South Korean President Park Geun-hye is considering to visit Iran as the Asian country seeks to tap into business opportunities there, the Yonhap news agency says.
The announcement was made by presidential spokesman Jeong Yeon-guk to reporters in Seoul on Wednesday, without specifying the date of the visit but various South Korean reports put it for either April or May.
"The President is considering a visit to Iran and we will soon disclose the dates when they are confirmed," Jeong said, according to Yonhap.
The visit would be the first ever to Iran by a South Korean president, coming on the heels of a recent lifting of sanctions on the Islamic Republic, which has unleashed a flurry of interest in business with the country.
On Saturday, Chinese President Xi Jinping visited Tehran at the head of a large political and trade delegation, marking a “new chapter in strategic economic cooperation” with the signing of 17 documents.
Iranian President Hassan Rouhani is currently on a five-day tour of Europe, signing more than a dozen accords worth about $20 billion in Italy and looking to further deals in France on Wednesday and Thursday.

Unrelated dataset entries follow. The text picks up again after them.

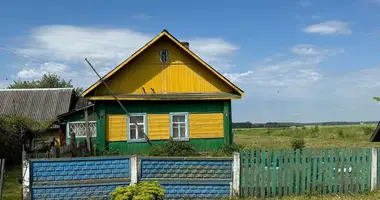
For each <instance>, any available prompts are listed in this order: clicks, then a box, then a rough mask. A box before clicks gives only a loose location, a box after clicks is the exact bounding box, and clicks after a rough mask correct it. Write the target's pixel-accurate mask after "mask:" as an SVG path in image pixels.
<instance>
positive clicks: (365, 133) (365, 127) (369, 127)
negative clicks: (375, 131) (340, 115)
mask: <svg viewBox="0 0 380 200" xmlns="http://www.w3.org/2000/svg"><path fill="white" fill-rule="evenodd" d="M374 131H375V128H372V127H367V126H365V127H363V132H364V135H371V134H372V133H373V132H374Z"/></svg>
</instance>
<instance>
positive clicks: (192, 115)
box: [189, 113, 224, 138]
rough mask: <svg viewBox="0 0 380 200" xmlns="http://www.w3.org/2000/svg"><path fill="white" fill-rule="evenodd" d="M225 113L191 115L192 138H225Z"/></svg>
mask: <svg viewBox="0 0 380 200" xmlns="http://www.w3.org/2000/svg"><path fill="white" fill-rule="evenodd" d="M223 125H224V120H223V113H207V114H189V130H190V138H223V137H224V126H223Z"/></svg>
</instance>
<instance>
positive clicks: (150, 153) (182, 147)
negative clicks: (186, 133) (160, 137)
mask: <svg viewBox="0 0 380 200" xmlns="http://www.w3.org/2000/svg"><path fill="white" fill-rule="evenodd" d="M148 155H149V156H196V155H198V153H197V150H196V149H195V148H194V146H193V144H191V143H190V142H185V141H174V140H169V142H168V143H167V144H164V145H157V146H153V147H152V148H151V149H150V151H149V152H148Z"/></svg>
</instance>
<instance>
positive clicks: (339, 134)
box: [338, 129, 344, 138]
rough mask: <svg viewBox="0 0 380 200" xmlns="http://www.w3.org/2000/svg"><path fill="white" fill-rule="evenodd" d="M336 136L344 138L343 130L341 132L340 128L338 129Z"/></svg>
mask: <svg viewBox="0 0 380 200" xmlns="http://www.w3.org/2000/svg"><path fill="white" fill-rule="evenodd" d="M338 136H339V137H340V138H344V132H343V130H342V129H338Z"/></svg>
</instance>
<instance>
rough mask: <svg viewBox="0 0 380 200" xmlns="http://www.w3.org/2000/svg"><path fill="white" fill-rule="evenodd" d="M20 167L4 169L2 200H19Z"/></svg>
mask: <svg viewBox="0 0 380 200" xmlns="http://www.w3.org/2000/svg"><path fill="white" fill-rule="evenodd" d="M20 178H21V166H18V167H8V168H6V169H5V179H4V187H3V189H4V190H3V200H14V199H21V188H22V186H21V184H20V183H19V179H20Z"/></svg>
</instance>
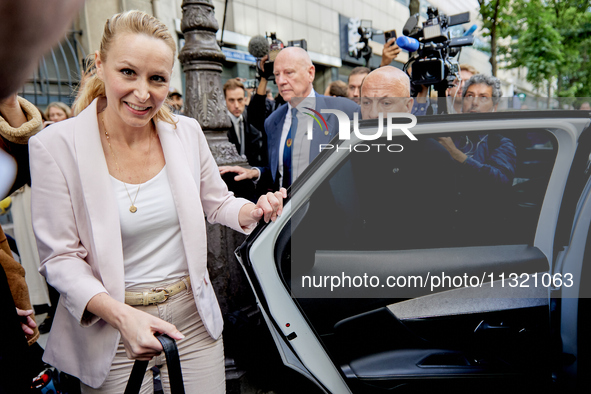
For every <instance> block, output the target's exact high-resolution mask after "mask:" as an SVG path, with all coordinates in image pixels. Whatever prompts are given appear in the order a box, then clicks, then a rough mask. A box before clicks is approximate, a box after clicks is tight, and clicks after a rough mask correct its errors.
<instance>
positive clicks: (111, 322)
mask: <svg viewBox="0 0 591 394" xmlns="http://www.w3.org/2000/svg"><path fill="white" fill-rule="evenodd" d="M86 310H87V311H88V312H90V313H92V314H95V315H96V316H98V317H100V318H102V319H103V320H105V321H106V322H107V323H109V324H110V325H111V326H113V327H115V328H116V329H117V330H119V332H120V333H121V338H122V339H123V344H124V346H125V353H126V354H127V357H129V358H130V359H133V360H151V359H152V357H154V356H158V355H159V354H160V353H161V352H162V345H161V344H160V342H159V341H158V340H157V339H156V337H155V336H154V334H155V333H162V334H166V335H168V336H169V337H171V338H173V339H175V340H179V339H183V338H184V335H183V334H181V332H180V331H179V330H177V328H176V327H175V326H174V325H173V324H170V323H168V322H165V321H164V320H162V319H159V318H157V317H155V316H152V315H150V314H148V313H146V312H142V311H140V310H138V309H135V308H133V307H131V306H129V305H126V304H124V303H122V302H119V301H117V300H115V299H114V298H112V297H111V296H110V295H108V294H107V293H99V294H97V295H95V296H94V297H92V298H91V299H90V301H89V302H88V305H87V306H86Z"/></svg>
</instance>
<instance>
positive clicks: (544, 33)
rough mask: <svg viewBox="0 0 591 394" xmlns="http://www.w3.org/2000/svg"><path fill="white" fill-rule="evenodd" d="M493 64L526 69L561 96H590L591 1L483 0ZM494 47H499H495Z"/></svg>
mask: <svg viewBox="0 0 591 394" xmlns="http://www.w3.org/2000/svg"><path fill="white" fill-rule="evenodd" d="M479 3H480V14H481V16H482V19H483V26H484V28H485V35H486V36H490V37H491V64H493V69H494V70H495V72H496V69H495V65H496V61H498V60H502V61H503V62H504V67H506V68H518V67H524V68H526V69H527V80H528V81H529V82H531V83H532V84H533V85H534V86H536V87H538V88H540V87H542V86H544V85H545V84H547V83H548V81H556V82H557V90H556V94H557V95H558V96H561V97H569V96H571V97H572V96H578V97H588V96H591V67H590V66H589V57H590V55H591V53H590V49H589V48H590V45H591V0H479ZM493 48H494V49H493Z"/></svg>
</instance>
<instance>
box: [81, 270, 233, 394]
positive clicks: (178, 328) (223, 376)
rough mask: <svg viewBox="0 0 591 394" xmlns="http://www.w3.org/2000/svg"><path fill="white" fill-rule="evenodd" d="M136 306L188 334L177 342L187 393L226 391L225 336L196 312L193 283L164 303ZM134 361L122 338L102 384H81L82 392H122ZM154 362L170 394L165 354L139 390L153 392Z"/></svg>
mask: <svg viewBox="0 0 591 394" xmlns="http://www.w3.org/2000/svg"><path fill="white" fill-rule="evenodd" d="M177 281H178V280H175V281H172V282H170V281H169V282H163V283H162V285H170V284H172V283H174V282H177ZM159 286H160V285H159ZM127 290H128V291H142V290H146V289H144V288H141V287H140V288H135V287H134V288H132V289H127ZM134 308H137V309H139V310H141V311H144V312H146V313H149V314H151V315H153V316H157V317H159V318H161V319H162V320H165V321H167V322H169V323H172V324H174V325H175V326H176V327H177V329H178V330H179V331H180V332H181V333H182V334H183V335H184V336H185V338H184V339H182V340H180V341H177V347H178V349H179V356H180V359H181V369H182V372H183V381H184V384H185V392H186V393H207V394H210V393H213V394H215V393H225V392H226V378H225V367H224V347H223V342H222V338H220V339H218V340H217V341H216V340H214V339H212V338H211V336H210V335H209V334H208V333H207V331H206V330H205V327H204V326H203V322H202V321H201V317H200V316H199V313H198V312H197V307H196V306H195V300H194V299H193V292H192V291H191V289H190V286H189V289H188V290H187V291H183V292H181V293H179V294H176V295H174V296H172V297H170V298H169V299H168V301H166V302H164V303H162V304H156V305H148V306H135V307H134ZM133 363H134V360H130V359H128V358H127V356H126V354H125V348H124V346H123V341H122V340H121V341H119V346H118V348H117V353H116V354H115V359H114V360H113V364H112V365H111V371H110V372H109V375H108V376H107V379H106V380H105V382H104V383H103V385H102V386H101V387H99V388H98V389H93V388H91V387H89V386H86V385H85V384H84V383H81V389H82V393H83V394H87V393H92V394H96V393H100V394H107V393H108V394H111V393H112V394H120V393H123V391H124V390H125V386H126V385H127V381H128V380H129V375H130V374H131V369H132V367H133ZM154 365H156V366H158V367H159V368H160V379H161V381H162V388H163V390H164V393H166V394H170V382H169V379H168V369H167V366H166V357H164V353H162V354H161V355H160V356H158V357H155V358H153V359H152V360H151V361H150V363H149V364H148V368H147V371H146V374H145V376H144V382H143V384H142V388H141V390H140V393H141V394H148V393H150V394H151V393H153V392H154V386H153V382H152V379H153V377H152V371H151V370H150V368H152V367H153V366H154Z"/></svg>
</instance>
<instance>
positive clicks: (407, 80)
mask: <svg viewBox="0 0 591 394" xmlns="http://www.w3.org/2000/svg"><path fill="white" fill-rule="evenodd" d="M412 105H413V99H412V98H411V97H410V79H409V78H408V75H406V73H405V72H404V71H402V70H400V69H398V68H396V67H392V66H385V67H380V68H378V69H376V70H374V71H372V72H370V73H369V74H367V76H366V77H365V79H364V80H363V84H362V85H361V115H362V117H363V119H377V118H378V117H379V114H380V113H383V114H386V113H388V112H408V113H410V112H411V110H412Z"/></svg>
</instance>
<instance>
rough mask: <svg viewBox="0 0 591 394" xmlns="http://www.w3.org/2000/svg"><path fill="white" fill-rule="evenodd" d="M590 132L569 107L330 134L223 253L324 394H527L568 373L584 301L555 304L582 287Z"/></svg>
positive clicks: (586, 212)
mask: <svg viewBox="0 0 591 394" xmlns="http://www.w3.org/2000/svg"><path fill="white" fill-rule="evenodd" d="M359 128H360V130H361V132H362V133H365V134H367V135H374V134H375V133H376V132H377V130H378V121H377V120H376V121H363V122H361V123H360V125H359ZM588 128H589V118H588V114H587V115H586V116H585V115H584V114H580V113H579V114H578V113H575V112H572V111H571V112H551V113H549V112H544V113H541V112H530V113H519V114H516V113H495V114H471V115H457V116H432V117H422V118H419V121H418V123H417V126H415V127H414V128H413V129H412V132H413V134H414V135H415V136H417V138H418V141H410V140H409V139H408V138H407V137H406V136H404V135H401V136H400V137H394V138H393V139H391V140H388V139H387V138H386V137H385V136H384V137H382V138H380V139H378V140H375V141H371V142H368V141H364V140H361V139H358V138H355V137H353V138H352V139H351V140H347V141H333V145H334V146H333V148H331V149H326V151H325V152H323V154H321V155H320V156H319V157H318V158H317V159H316V160H315V161H314V163H312V165H311V166H310V167H309V168H308V169H307V170H306V172H305V173H304V174H303V175H302V176H301V177H300V178H298V179H297V181H296V183H295V184H294V185H293V187H292V188H291V190H290V196H289V199H288V201H287V202H286V204H285V208H284V212H283V215H282V216H281V217H280V218H279V219H278V220H277V221H276V222H275V223H272V224H270V225H267V226H262V227H261V228H257V229H256V230H255V232H254V233H253V234H252V235H251V236H250V237H249V238H248V239H247V241H246V242H245V243H244V245H242V247H241V248H240V249H239V250H238V252H237V255H238V257H239V259H240V260H241V262H242V264H243V267H244V268H245V271H246V273H247V275H248V277H249V280H250V283H251V285H252V288H253V290H254V292H255V294H256V297H257V301H258V303H259V305H260V307H261V310H262V311H263V315H264V317H265V320H266V322H267V324H268V326H269V328H270V330H271V333H272V334H273V337H274V340H275V343H276V345H277V348H278V350H279V352H280V354H281V356H282V359H283V362H284V363H285V365H287V366H289V367H290V368H293V369H294V370H296V371H298V372H300V373H302V374H303V375H304V376H306V377H308V378H309V379H310V380H312V381H313V382H314V383H316V385H317V386H318V387H319V389H320V390H321V391H324V392H328V393H343V392H356V393H357V392H358V393H381V392H392V391H394V392H405V390H406V391H408V392H415V391H422V390H428V389H434V388H438V389H441V388H445V389H450V390H451V389H453V390H456V391H470V392H472V391H473V390H475V389H476V390H478V391H479V392H483V391H484V392H488V391H491V392H493V391H497V390H499V389H503V390H509V391H524V390H526V391H531V390H533V389H535V388H539V389H547V388H548V387H550V385H551V384H563V383H562V382H558V383H556V381H557V379H558V380H560V378H561V377H566V378H568V377H571V378H572V377H573V376H577V374H580V371H577V368H579V369H580V365H579V366H578V367H577V364H576V362H575V361H573V358H574V360H577V357H578V356H580V355H579V354H578V353H577V351H578V349H579V350H580V347H578V346H580V345H578V336H577V327H578V317H579V315H580V312H581V311H583V310H585V309H584V307H583V308H581V311H579V312H577V313H575V314H574V315H573V314H572V313H571V312H572V311H573V308H575V312H576V310H578V309H577V308H579V303H578V301H565V300H560V301H558V299H559V298H560V297H566V296H568V297H571V298H572V299H575V300H577V295H578V294H579V290H580V279H581V277H582V276H581V275H582V274H581V270H582V266H583V265H582V262H583V259H584V253H585V248H584V247H585V245H586V243H587V242H588V241H587V238H588V230H589V224H590V221H591V202H588V200H590V199H591V197H590V196H589V190H588V189H590V188H591V186H589V185H587V182H588V176H587V174H588V173H589V168H590V167H591V166H589V154H590V153H591V150H590V147H591V144H589V143H585V144H582V143H579V139H580V138H581V140H582V139H583V136H586V137H585V138H587V139H588V140H591V136H589V135H588V134H589V133H590V132H591V131H589V130H588ZM384 129H385V128H384ZM442 137H446V138H450V139H451V140H453V141H454V142H455V143H456V144H459V143H465V144H474V149H479V147H480V148H481V149H482V147H483V146H486V149H487V150H488V151H489V156H491V157H493V156H495V155H496V154H497V155H499V152H503V155H499V157H496V159H495V160H496V162H495V161H494V160H493V161H491V162H490V163H488V164H487V165H489V166H492V167H495V166H497V167H498V168H500V169H501V171H487V169H486V168H479V169H478V171H476V172H474V171H472V172H470V171H469V170H467V169H466V168H464V167H462V166H464V165H465V164H459V163H455V162H453V160H452V161H450V160H451V159H450V157H449V155H448V154H447V152H446V151H442V149H441V146H442V144H441V143H440V141H442V140H440V138H442ZM337 145H338V148H339V149H336V147H337ZM400 146H402V149H400V148H399V147H400ZM495 152H496V153H495ZM501 156H502V157H501ZM575 157H576V158H577V159H576V160H575ZM491 163H492V164H491ZM495 163H496V164H495ZM575 164H576V165H575ZM586 166H587V167H586ZM483 167H484V166H483ZM571 167H572V168H571ZM472 170H473V169H472ZM489 170H490V169H489ZM493 170H494V168H493ZM492 172H494V174H492V175H491V173H492ZM575 173H576V174H575ZM499 174H500V175H499ZM569 174H570V175H569ZM573 178H574V179H573ZM573 204H574V205H575V207H574V208H573ZM577 226H578V227H577ZM575 230H576V231H575ZM573 242H575V245H574V247H573V245H571V244H572V243H573ZM588 253H591V252H589V251H588ZM557 261H558V262H560V263H559V264H557ZM577 270H578V271H577ZM573 295H574V297H573ZM555 298H556V299H555ZM562 301H565V302H564V303H563V302H562ZM573 305H574V306H573ZM563 307H564V308H566V309H564V308H563ZM561 332H562V333H563V336H561ZM566 332H568V333H569V334H568V337H566V338H565V337H564V333H566ZM563 342H565V345H564V348H563ZM557 360H558V361H557ZM565 380H566V381H568V379H565ZM571 380H572V379H571ZM564 384H568V382H567V383H564Z"/></svg>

Iran is billed as the largest emerging market closed to business since the fall of the Soviet Union, with a tremendous amount of energy resources which are the world’s largest with the gas and oil reserves combined.
Yonhap described Iran as “a land of opportunity" following the lifting of sanctions and the Korea Times daily dubbed it “a promising market.”
South Korea's exports to Iran rose to $4.14 billion in 2014, up 8.3% year-on-year, according to data compiled by the state-run Korea Trade-Investment Promotion Agency.